Est ce que j'ai le droit d'espérer ? Est ce qu'imaginer ma vie sans les démons est une chose plausible ? Je ne sais pas. Je n'en ai même aucune idée. Mais quand je vois Marley rire aux éclats, je sens que j'aurai le droit à des instants de bonheur, comme celui-ci. Elle est trempée, et son débardeur colle à sa peau sombre. J'essaye de ne pas y faire trop attention, mais je dois avouer que ça me donne le sourire. Elle est tellement jolie, ma Marley ! Elle s'assied sur le bord de l'étang, et je réalise à quel point, j'ai besoin d'eau. Alors je retire le T-shirt qu'elle m'a forcé à enfiler, et je plonge. Je suis toujours surpris par la profondeur de cet étang. Je n'ai plus pied au bout d'un mètre à peine. C'est un trou, un véritable trou. Lorsque je sors la tête de l'eau pour reprendre ma respiration, j'ai l'impression de sortir des ténèbres où j'étais plongé. Je prends une longue inspiration, et j'ouvre les yeux. L'eau goutte devant mon visage, s'accroche dans mes cils.

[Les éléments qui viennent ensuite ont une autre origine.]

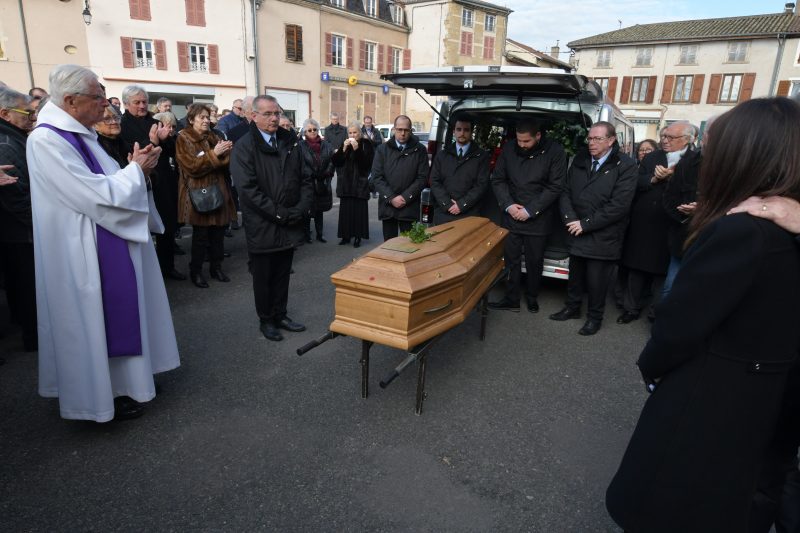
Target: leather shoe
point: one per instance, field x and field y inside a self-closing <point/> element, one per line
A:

Marley me paraît floue. Mais je distingue son air songeur et soucieux. Je ne sais pas à quoi, elle est en train de penser, mais ça n'a pas l'air joyeux. Je m'approche d'elle en quelque brasse, rejoins la berge, me hisse hors de l'eau. Elle est sortie de sa rêverie et me regarde en riant, avec un brin de malice et de curiosité dans les yeux. Comme si elle était surprise par quelque chose, mais je n'arrive pas à déterminer quoi. Je m'approche d'elle, tout sourire, et dégoulinant. Elle pousse un petit cri, se relève, et commence à courir en piaillant. Je la rejoins en cinq foulées, pas plus. Je saisis son bras, la retourne et l'attire à moi. Elle pousse à nouveau un cri quand nos corps se touchent, et gueule :

-Putain, Isac, t'es trempé ! Tu fais vraiment chier !

Mais comme elle est à moitié morte de rire et qu'elle ne fait pas beaucoup d'effort pour se détacher, elle est moyennement crédible... Je me penche vers son oreille, et je murmure :

-Marley, si tu ne me dis pas ce qui te rend sombre, je te balance à l'eau. Toute habillée.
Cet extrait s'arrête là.